Wednesday, June 20, 2012

e coli is not my friend

It's been a long while since I've posted anything.  First, Tax Season hit and then I got sick.  Really, really sick.

On May 14th I woke up with a high fever and a lot of pain in my lower left abdomen and back.  I got progressively worse throughout the day so around 2pm my husband took me to the ER.  By 8pm I was admitted and I was there for 6 days.

I had a massive infection in my kidneys that was caused by a very drug-resistant form of e coli.

I was released from the hospital on May 20th but was released on oxygen during activity.  What this meant is that any time I was doing anything except sitting on the couch or lying in bed I had to wear oxygen.  Our insurance company delivered all the oxygen equipment to our house including a concentrator, back-up tank and 5 small tanks to take on trips outside of the house.  I had developed fluid on my lungs from the infection and all the fluids they gave me in the hospital hence why I had to have the oxygen.

Thankfully, within about 5 days at home I no longer needed the oxygen.  Whew!

A few days after coming home I started running fevers and developed pain on the right side.  More tests were done by my doctor's office and they found the e coli bug had jumped over to my other kidney and I was still infected with it.

But luckily I did not need to go back in to the hospital as an inpatient.  Instead, we rushed over to the Short Stay unit at the hospital where they inserted a PICC line in to my arm.  I then returned to the hospital every twelve hours for 7 days for an infusion of antibiotic in to my veins.

The antibiotic killed what little appetite I had thus further decreasing my energy levels so it was a very rough week.

Flash forward 2.5 weeks and I now have the PICC line out of my arm and my appetite and energy levels are much improved.  But the pain on the right side has remained and in the past few days has gotten significantly worse.  But the fevers are still gone.

I am on painkillers for the pain and had a CT scan today that will hopefully shed some light on what is causing the pain.  I see my doctor tomorrow afternoon and I look forward to him having some answers for me.

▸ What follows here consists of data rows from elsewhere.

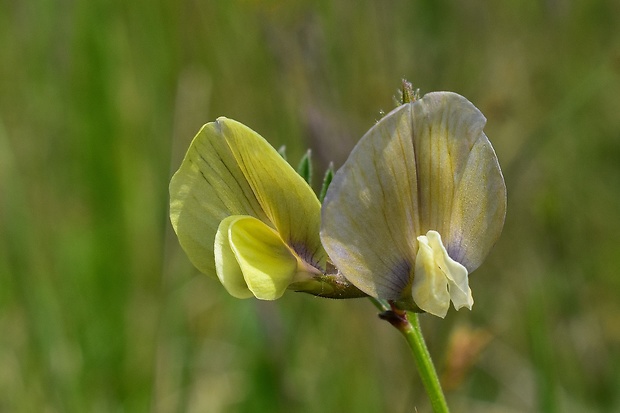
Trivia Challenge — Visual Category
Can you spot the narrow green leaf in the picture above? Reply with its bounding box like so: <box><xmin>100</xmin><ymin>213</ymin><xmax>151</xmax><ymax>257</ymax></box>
<box><xmin>296</xmin><ymin>149</ymin><xmax>312</xmax><ymax>185</ymax></box>
<box><xmin>319</xmin><ymin>162</ymin><xmax>334</xmax><ymax>203</ymax></box>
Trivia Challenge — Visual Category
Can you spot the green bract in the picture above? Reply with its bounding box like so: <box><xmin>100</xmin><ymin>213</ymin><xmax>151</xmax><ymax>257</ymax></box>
<box><xmin>320</xmin><ymin>92</ymin><xmax>506</xmax><ymax>318</ymax></box>
<box><xmin>169</xmin><ymin>118</ymin><xmax>327</xmax><ymax>300</ymax></box>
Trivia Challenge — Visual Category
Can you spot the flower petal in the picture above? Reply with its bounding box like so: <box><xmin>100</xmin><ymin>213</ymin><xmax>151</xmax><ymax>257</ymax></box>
<box><xmin>412</xmin><ymin>231</ymin><xmax>474</xmax><ymax>317</ymax></box>
<box><xmin>412</xmin><ymin>232</ymin><xmax>451</xmax><ymax>318</ymax></box>
<box><xmin>411</xmin><ymin>92</ymin><xmax>506</xmax><ymax>272</ymax></box>
<box><xmin>321</xmin><ymin>104</ymin><xmax>420</xmax><ymax>299</ymax></box>
<box><xmin>227</xmin><ymin>215</ymin><xmax>298</xmax><ymax>300</ymax></box>
<box><xmin>321</xmin><ymin>92</ymin><xmax>505</xmax><ymax>300</ymax></box>
<box><xmin>408</xmin><ymin>93</ymin><xmax>482</xmax><ymax>234</ymax></box>
<box><xmin>446</xmin><ymin>133</ymin><xmax>506</xmax><ymax>273</ymax></box>
<box><xmin>170</xmin><ymin>118</ymin><xmax>325</xmax><ymax>279</ymax></box>
<box><xmin>218</xmin><ymin>119</ymin><xmax>326</xmax><ymax>271</ymax></box>
<box><xmin>214</xmin><ymin>216</ymin><xmax>254</xmax><ymax>298</ymax></box>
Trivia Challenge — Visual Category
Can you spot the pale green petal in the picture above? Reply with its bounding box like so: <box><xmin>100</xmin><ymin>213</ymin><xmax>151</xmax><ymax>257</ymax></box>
<box><xmin>219</xmin><ymin>119</ymin><xmax>326</xmax><ymax>271</ymax></box>
<box><xmin>321</xmin><ymin>103</ymin><xmax>420</xmax><ymax>299</ymax></box>
<box><xmin>412</xmin><ymin>232</ymin><xmax>451</xmax><ymax>318</ymax></box>
<box><xmin>228</xmin><ymin>215</ymin><xmax>298</xmax><ymax>300</ymax></box>
<box><xmin>170</xmin><ymin>118</ymin><xmax>325</xmax><ymax>280</ymax></box>
<box><xmin>446</xmin><ymin>133</ymin><xmax>506</xmax><ymax>272</ymax></box>
<box><xmin>410</xmin><ymin>93</ymin><xmax>484</xmax><ymax>234</ymax></box>
<box><xmin>170</xmin><ymin>122</ymin><xmax>267</xmax><ymax>278</ymax></box>
<box><xmin>214</xmin><ymin>216</ymin><xmax>254</xmax><ymax>299</ymax></box>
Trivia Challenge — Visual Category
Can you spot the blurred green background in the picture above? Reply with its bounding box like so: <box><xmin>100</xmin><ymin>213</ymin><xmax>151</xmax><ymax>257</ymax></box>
<box><xmin>2</xmin><ymin>0</ymin><xmax>620</xmax><ymax>411</ymax></box>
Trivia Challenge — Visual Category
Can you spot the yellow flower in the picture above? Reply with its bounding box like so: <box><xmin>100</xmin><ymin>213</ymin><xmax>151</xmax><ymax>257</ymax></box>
<box><xmin>320</xmin><ymin>92</ymin><xmax>506</xmax><ymax>317</ymax></box>
<box><xmin>169</xmin><ymin>118</ymin><xmax>327</xmax><ymax>300</ymax></box>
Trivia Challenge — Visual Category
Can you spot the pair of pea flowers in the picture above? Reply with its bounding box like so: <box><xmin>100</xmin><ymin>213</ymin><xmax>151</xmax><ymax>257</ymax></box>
<box><xmin>170</xmin><ymin>91</ymin><xmax>506</xmax><ymax>318</ymax></box>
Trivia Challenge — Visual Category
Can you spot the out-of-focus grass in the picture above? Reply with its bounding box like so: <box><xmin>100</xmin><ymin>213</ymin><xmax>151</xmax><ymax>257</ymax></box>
<box><xmin>1</xmin><ymin>0</ymin><xmax>620</xmax><ymax>411</ymax></box>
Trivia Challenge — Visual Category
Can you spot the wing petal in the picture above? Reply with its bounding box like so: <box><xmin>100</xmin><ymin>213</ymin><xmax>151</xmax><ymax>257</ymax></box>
<box><xmin>214</xmin><ymin>216</ymin><xmax>254</xmax><ymax>298</ymax></box>
<box><xmin>228</xmin><ymin>216</ymin><xmax>298</xmax><ymax>300</ymax></box>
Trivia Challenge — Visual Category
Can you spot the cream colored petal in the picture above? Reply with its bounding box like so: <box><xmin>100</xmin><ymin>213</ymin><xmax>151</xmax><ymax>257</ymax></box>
<box><xmin>228</xmin><ymin>215</ymin><xmax>298</xmax><ymax>300</ymax></box>
<box><xmin>214</xmin><ymin>216</ymin><xmax>254</xmax><ymax>299</ymax></box>
<box><xmin>412</xmin><ymin>233</ymin><xmax>451</xmax><ymax>318</ymax></box>
<box><xmin>447</xmin><ymin>273</ymin><xmax>474</xmax><ymax>311</ymax></box>
<box><xmin>321</xmin><ymin>104</ymin><xmax>420</xmax><ymax>299</ymax></box>
<box><xmin>426</xmin><ymin>230</ymin><xmax>473</xmax><ymax>311</ymax></box>
<box><xmin>412</xmin><ymin>230</ymin><xmax>472</xmax><ymax>317</ymax></box>
<box><xmin>218</xmin><ymin>119</ymin><xmax>327</xmax><ymax>271</ymax></box>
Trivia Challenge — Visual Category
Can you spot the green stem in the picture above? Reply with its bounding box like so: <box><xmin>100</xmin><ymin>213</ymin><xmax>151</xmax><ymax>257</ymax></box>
<box><xmin>376</xmin><ymin>303</ymin><xmax>449</xmax><ymax>413</ymax></box>
<box><xmin>404</xmin><ymin>313</ymin><xmax>450</xmax><ymax>412</ymax></box>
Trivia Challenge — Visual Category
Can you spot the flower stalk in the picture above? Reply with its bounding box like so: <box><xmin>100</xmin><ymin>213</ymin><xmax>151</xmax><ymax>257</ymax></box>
<box><xmin>378</xmin><ymin>303</ymin><xmax>450</xmax><ymax>413</ymax></box>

During all of this I have had to discontinue the Humira that keeps my Crohn's Disease under control and I cannot start it again until we are absolutely sure the infection is gone.  So I do feel my CD starting to act up but so far it's been relatively minor.

The outflow of love and support my husband and myself received was humbling.  You really do find out who your true friends are when things like this happen.  Our pastor was extremely caring and supportive and even visited me in the hospital to show his concern and to pray with us.

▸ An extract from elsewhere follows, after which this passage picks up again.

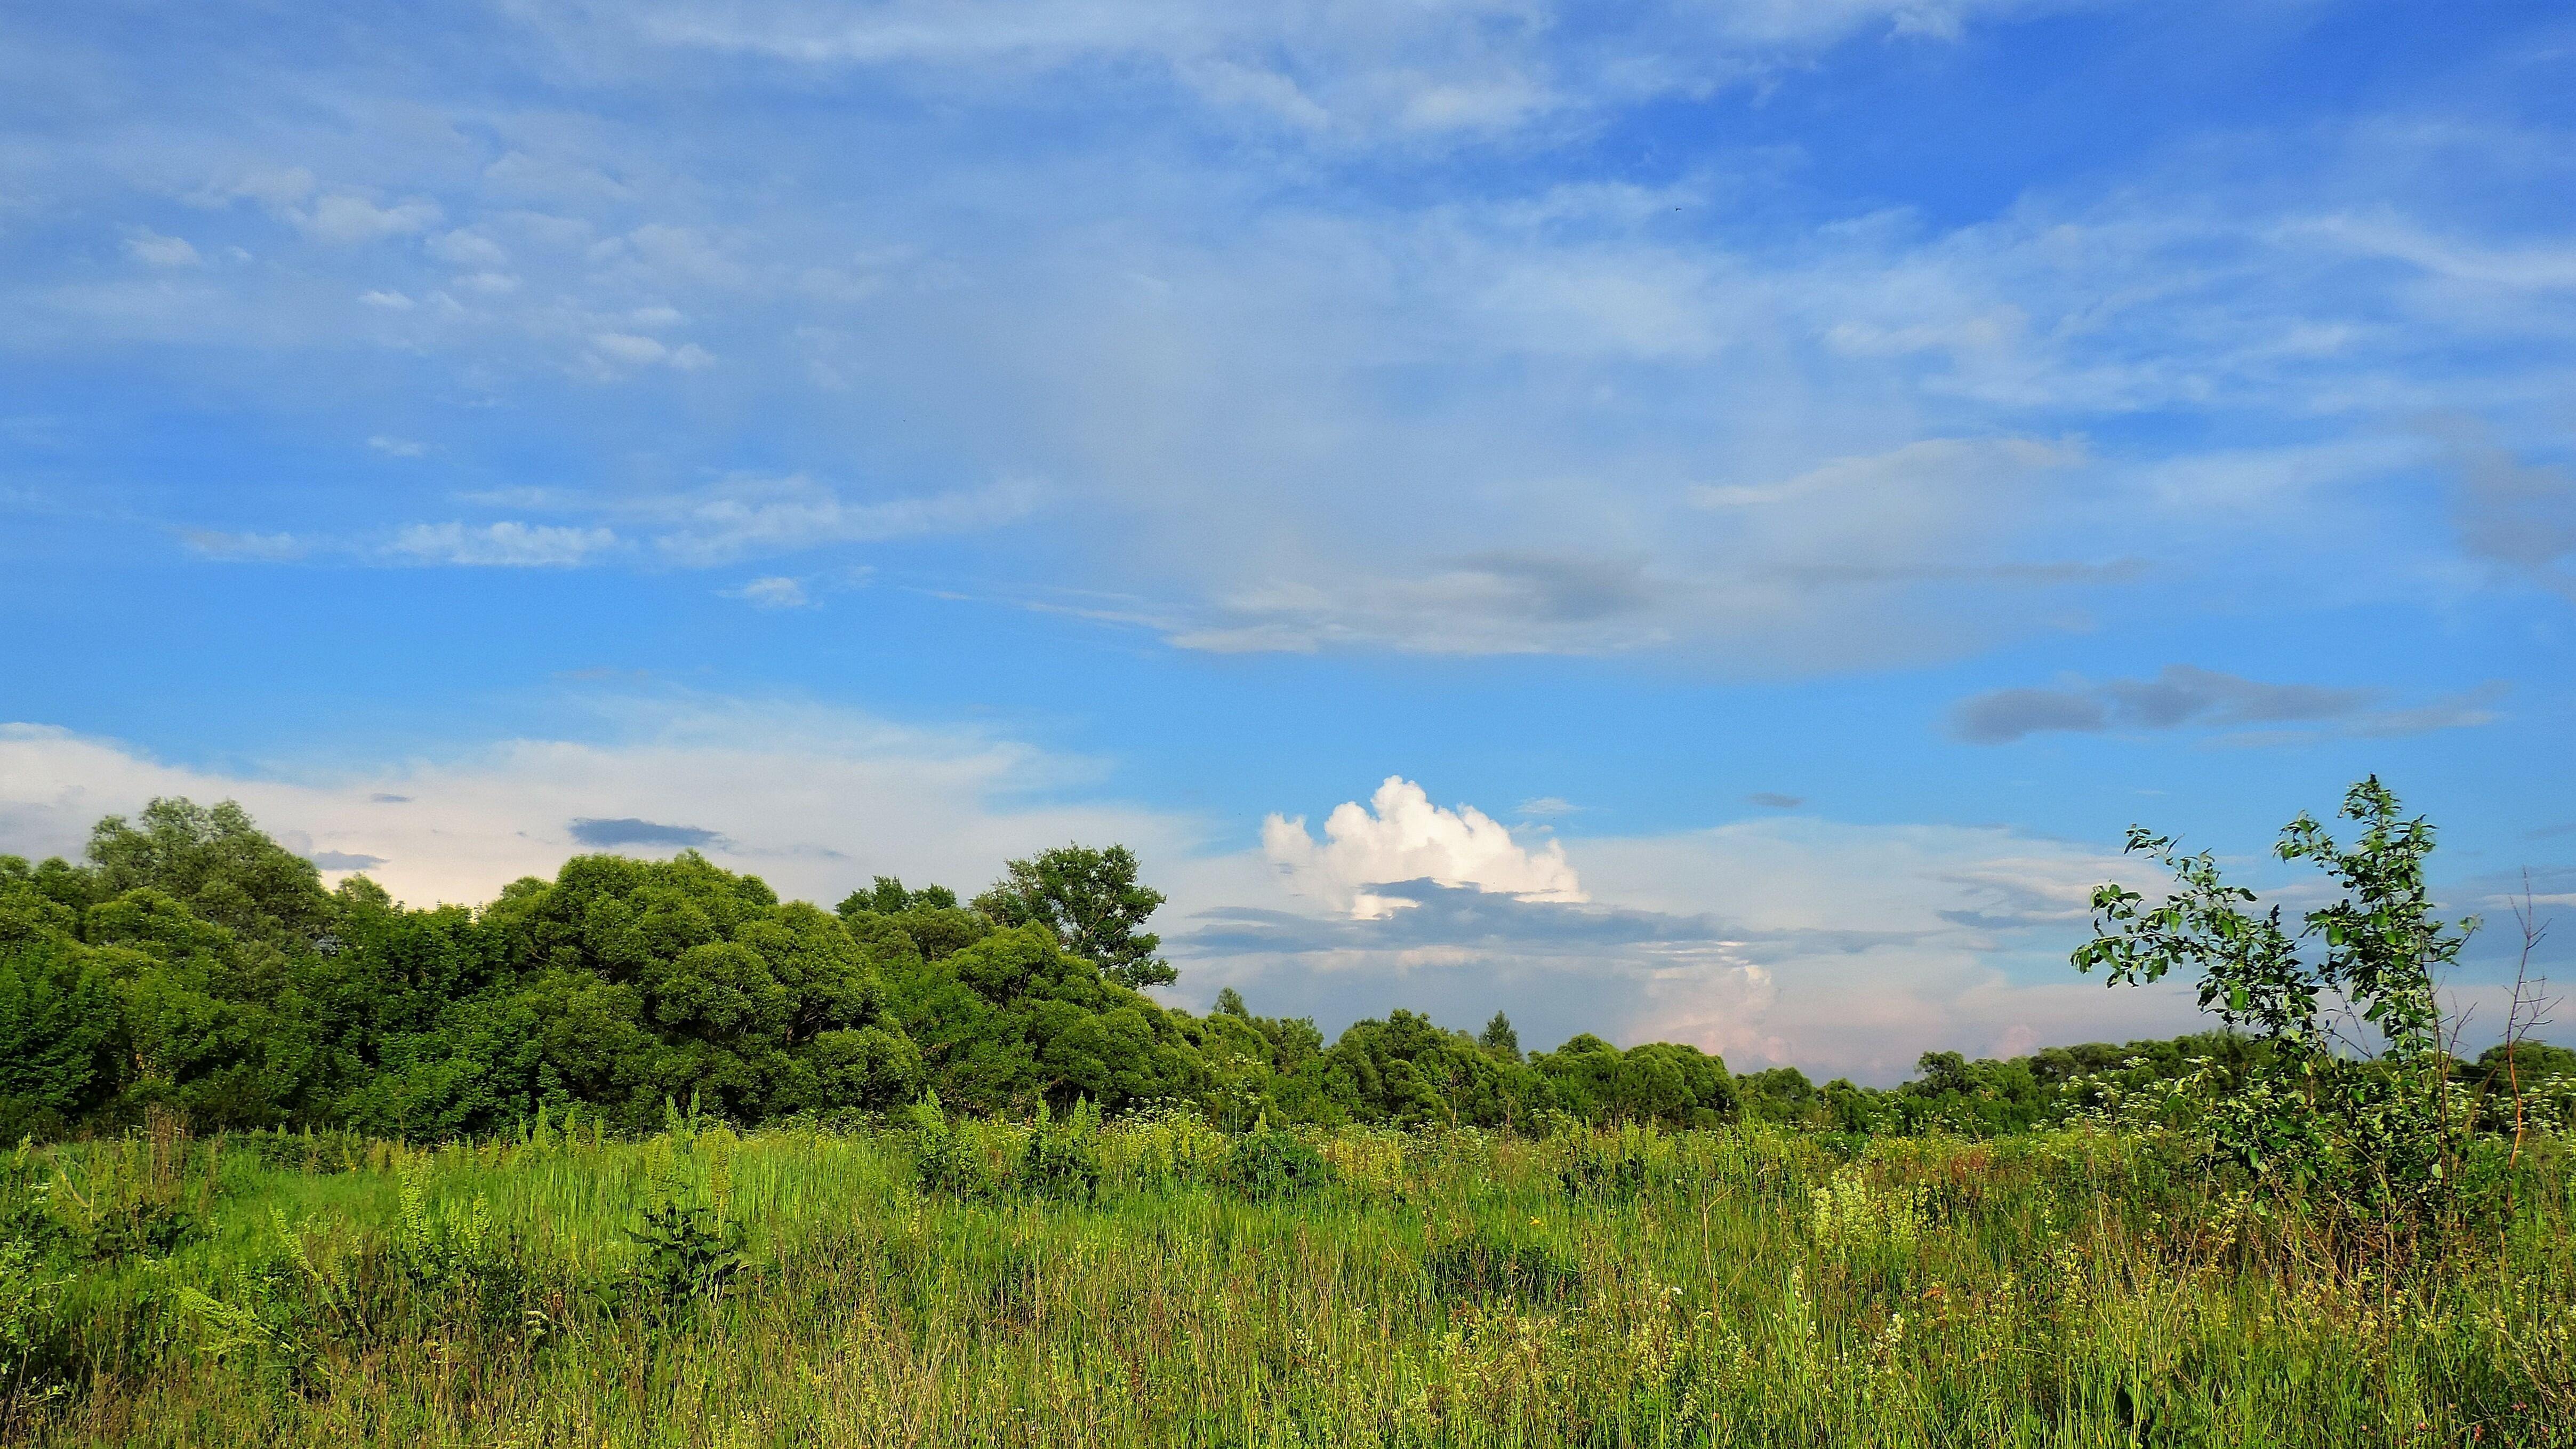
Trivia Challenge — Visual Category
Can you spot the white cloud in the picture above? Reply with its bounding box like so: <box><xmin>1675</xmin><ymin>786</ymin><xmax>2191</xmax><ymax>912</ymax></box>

So many people have sent their love and prayers I've lost count.  I received flowers, plants and even cards in the mail.  And one of my favorite clients even sent one of those edible arrangements to my hospital room.  And he's in New York!

But through this all I have discovered that family I thought I have I do not have.  Despite our connection on facebook and the many many updates about my condition that were posted by both my husband and myself to my facebook page, I have heard absolutely NOTHING from two of my cousins.  This hurts me beyond words.  The half a minute it would have taken them to post a few words of support on my wall would have meant the world to me.  It's ironic too as one of those cousins has expressed to me in the past how she thinks the generations ahead of us did such a crappy job of staying in touch with each other and she hoped we could set a better example.

I don't mean for this to sound like I am ungrateful to the people who did show their love.  I am unbelievably grateful but I am still really, really hurt but the complete disregard people who are supposed to be family to me have shown.  I hope that by expressing my feelings here I can let it all go and move on.

I still have a lot of healing to do and some uncertainty as we face what is causing the pain I am experiencing.  There is a high probability that surgery is in my near future.